Removing the ‘woo-woo’
One complication of bringing these practices to the military community is that yoga and meditation are rooted in spiritual traditions. As such, soldiers come to these practices with a lot of preconceived notions, and in many cases, some resistance.
“We call it the ‘fluff’ or the ‘woo-woo,’ and we strip it down to the basics,” Hickey says. “We’re going to breathe, and we’re going to move. The language of yoga is Sanskrit. Our teachers are not allowed to use Sanskrit. They have to dress in a particular way. They have to introduce the practice in a very particular way. So we create accessibility, whereas a traditional yoga class with a traditional yoga teacher wasn’t really accessible to the military community, because they didn’t understand it.”

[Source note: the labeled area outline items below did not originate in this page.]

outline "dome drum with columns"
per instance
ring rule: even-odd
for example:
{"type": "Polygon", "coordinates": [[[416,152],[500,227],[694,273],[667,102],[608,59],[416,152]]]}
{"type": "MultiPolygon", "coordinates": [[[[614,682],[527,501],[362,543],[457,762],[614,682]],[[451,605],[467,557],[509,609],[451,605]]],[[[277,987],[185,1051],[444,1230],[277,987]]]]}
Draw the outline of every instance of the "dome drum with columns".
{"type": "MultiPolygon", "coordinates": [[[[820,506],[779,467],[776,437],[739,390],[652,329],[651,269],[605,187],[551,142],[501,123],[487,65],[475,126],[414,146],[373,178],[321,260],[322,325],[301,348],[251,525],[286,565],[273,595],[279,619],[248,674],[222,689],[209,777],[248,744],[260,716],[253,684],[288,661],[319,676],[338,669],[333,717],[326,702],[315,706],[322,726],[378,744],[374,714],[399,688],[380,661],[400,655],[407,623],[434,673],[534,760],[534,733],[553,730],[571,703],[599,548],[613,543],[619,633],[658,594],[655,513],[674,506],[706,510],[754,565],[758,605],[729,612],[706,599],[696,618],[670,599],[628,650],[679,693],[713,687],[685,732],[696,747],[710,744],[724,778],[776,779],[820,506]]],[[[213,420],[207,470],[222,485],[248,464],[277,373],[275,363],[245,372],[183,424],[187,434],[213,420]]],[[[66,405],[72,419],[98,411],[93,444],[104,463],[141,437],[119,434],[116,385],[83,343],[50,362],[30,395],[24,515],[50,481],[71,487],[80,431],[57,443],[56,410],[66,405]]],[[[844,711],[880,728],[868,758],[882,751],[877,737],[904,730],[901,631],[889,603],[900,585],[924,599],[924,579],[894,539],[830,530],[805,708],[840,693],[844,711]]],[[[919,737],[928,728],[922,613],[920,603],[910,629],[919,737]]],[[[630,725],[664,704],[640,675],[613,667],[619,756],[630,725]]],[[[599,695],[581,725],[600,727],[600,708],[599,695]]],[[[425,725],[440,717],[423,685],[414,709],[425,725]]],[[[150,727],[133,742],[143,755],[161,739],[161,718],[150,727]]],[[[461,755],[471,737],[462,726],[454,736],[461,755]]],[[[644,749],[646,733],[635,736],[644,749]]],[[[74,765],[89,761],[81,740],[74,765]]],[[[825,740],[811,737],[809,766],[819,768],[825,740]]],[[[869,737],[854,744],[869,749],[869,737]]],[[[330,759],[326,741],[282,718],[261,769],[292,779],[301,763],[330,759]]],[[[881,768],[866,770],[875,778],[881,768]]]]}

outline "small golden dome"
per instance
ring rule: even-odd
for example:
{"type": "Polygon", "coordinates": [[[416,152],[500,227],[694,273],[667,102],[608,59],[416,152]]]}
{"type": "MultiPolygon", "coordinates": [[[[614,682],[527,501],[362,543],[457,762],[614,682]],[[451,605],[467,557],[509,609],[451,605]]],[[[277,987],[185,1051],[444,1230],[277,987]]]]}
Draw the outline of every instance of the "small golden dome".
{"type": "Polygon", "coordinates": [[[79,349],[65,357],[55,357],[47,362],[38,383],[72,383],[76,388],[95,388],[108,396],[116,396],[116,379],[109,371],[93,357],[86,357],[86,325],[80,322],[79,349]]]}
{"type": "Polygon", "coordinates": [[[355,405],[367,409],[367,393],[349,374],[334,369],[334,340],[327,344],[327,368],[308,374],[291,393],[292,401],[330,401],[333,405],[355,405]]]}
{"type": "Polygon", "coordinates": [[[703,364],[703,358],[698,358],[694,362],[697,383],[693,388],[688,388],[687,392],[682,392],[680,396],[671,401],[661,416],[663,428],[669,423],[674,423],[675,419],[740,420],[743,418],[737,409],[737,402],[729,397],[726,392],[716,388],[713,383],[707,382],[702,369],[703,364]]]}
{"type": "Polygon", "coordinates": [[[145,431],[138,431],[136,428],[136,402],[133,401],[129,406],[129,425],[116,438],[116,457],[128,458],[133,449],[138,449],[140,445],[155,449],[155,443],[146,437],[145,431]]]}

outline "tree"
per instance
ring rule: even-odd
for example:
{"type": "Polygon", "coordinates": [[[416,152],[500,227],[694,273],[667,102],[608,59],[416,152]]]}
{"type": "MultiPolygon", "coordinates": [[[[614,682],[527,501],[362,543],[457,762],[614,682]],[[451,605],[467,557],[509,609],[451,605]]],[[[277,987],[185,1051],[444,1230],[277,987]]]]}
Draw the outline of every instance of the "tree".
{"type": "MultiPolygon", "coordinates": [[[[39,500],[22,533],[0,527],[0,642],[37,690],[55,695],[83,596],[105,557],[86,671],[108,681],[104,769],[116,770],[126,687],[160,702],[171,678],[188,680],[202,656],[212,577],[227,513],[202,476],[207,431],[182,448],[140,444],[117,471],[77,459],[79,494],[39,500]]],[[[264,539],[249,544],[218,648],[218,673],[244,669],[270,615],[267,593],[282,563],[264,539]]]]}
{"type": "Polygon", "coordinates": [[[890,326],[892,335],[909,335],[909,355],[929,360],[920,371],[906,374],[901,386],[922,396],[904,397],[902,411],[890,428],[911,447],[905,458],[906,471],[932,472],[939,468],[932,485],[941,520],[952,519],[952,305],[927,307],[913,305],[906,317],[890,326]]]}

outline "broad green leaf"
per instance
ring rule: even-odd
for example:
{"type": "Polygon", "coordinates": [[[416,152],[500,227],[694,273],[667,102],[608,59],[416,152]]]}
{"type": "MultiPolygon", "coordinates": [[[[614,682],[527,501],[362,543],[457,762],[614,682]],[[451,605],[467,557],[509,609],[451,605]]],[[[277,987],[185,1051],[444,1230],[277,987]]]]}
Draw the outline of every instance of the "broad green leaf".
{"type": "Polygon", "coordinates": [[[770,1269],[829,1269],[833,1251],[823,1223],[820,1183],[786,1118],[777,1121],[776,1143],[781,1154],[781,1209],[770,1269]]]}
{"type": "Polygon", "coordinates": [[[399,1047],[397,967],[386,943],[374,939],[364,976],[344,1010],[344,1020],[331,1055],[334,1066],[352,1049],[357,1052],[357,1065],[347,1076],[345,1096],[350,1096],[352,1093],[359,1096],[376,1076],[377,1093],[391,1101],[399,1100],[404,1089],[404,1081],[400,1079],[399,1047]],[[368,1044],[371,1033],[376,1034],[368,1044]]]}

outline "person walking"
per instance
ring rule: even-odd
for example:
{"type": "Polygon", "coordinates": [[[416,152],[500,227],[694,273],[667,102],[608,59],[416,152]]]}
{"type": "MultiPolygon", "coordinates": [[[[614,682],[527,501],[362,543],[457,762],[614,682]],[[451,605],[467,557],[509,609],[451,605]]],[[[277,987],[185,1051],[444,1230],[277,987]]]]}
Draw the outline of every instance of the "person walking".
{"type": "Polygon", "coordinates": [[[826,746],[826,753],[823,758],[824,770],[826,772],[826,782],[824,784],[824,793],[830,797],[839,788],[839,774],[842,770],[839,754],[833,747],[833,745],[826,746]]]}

Arnold agrees that this is an important part of introducing these techniques to troops. “If we take away all of the hippie-ish stuff that people really don’t want to see — especially these military guys who are like, ‘I’m not doing all that hippie crap, I’m a man, I’m a warrior’ — it’s like we can take this and implement it, and make this an effective tool for people to use.”
Arnold says his first experience with iRest mediation at a Yellow Ribbon event — a pre- and post-deployment event — was underwhelming, and he didn’t think much of it. However, his second experience proved transformative.
“I went to a training that was done by a Warrior at Ease instructor,” Arnold recalls. “She put me down. In minutes, I was out. I was asleep. I woke up, and I was heavy, and I was like what just happened? How did this even happen? I felt like I was kind of hypnotized. What you’re doing is letting your body rest. Your body is saying, I’m just going to relax. Your body is saying, I can just sleep. I can be normal. A lot of people are not used to this, so when you come back it’s kind of a heavy feeling.”
Some might ask — and certainly the military did before it embraced these techniques — whether skills rooted in pacifist ideologies would perhaps dull a soldier’s edge. Hickey says that couldn’t be further from the truth.
“We call it sharpening the warrior,” she says. “When you’re constantly on alert, you have an IV drip of the stress hormone cortisol. So you never actually go into what’s called rest or digest. So what happens when you go into rest or digest is you have cellular regeneration. It’s where you’re going to get stronger. It’s where memories are going to file. It’s where you’re going to create stronger neural pathways. It’s where your muscles are going to repair themselves. So you’re actually going to be a better shooter, a better leader, and you’re going to be a better warrior by practicing these things.”
The work that Warriors at Ease is doing appears to be gaining more official traction within the military itself. In February 2021, the Army began a 10-week pilot program with soldiers in 20 basic training platoons at Fort Jackson, S.C. The trial hopes to evaluate whether daily practice of yoga and meditation will positively impact mental toughness, soldier discipline, injury mitigation, stress management and even graduation rates. Early results were promising, revealing better pain management and faster recovery times.
For the time being, Arnold and others like him within Warriors at Ease will continue to do what they’re doing, bringing these new tools to soldiers, veterans and their families.
Says Arnold, “The more we integrate this stuff and assure people that we’re not going to make you fold up like a pretzel, the more we just sit here and focus on our breathing, the more and more people will buy into it, because they’re going to be like, ‘Wow, this really works!’ ”
The views expressed and photos of military personnel presented in this publication are entirely those of the author and those interviewed and do not necessarily reflect the views, policy or position of the United States Government or the U.S. Department of Defense.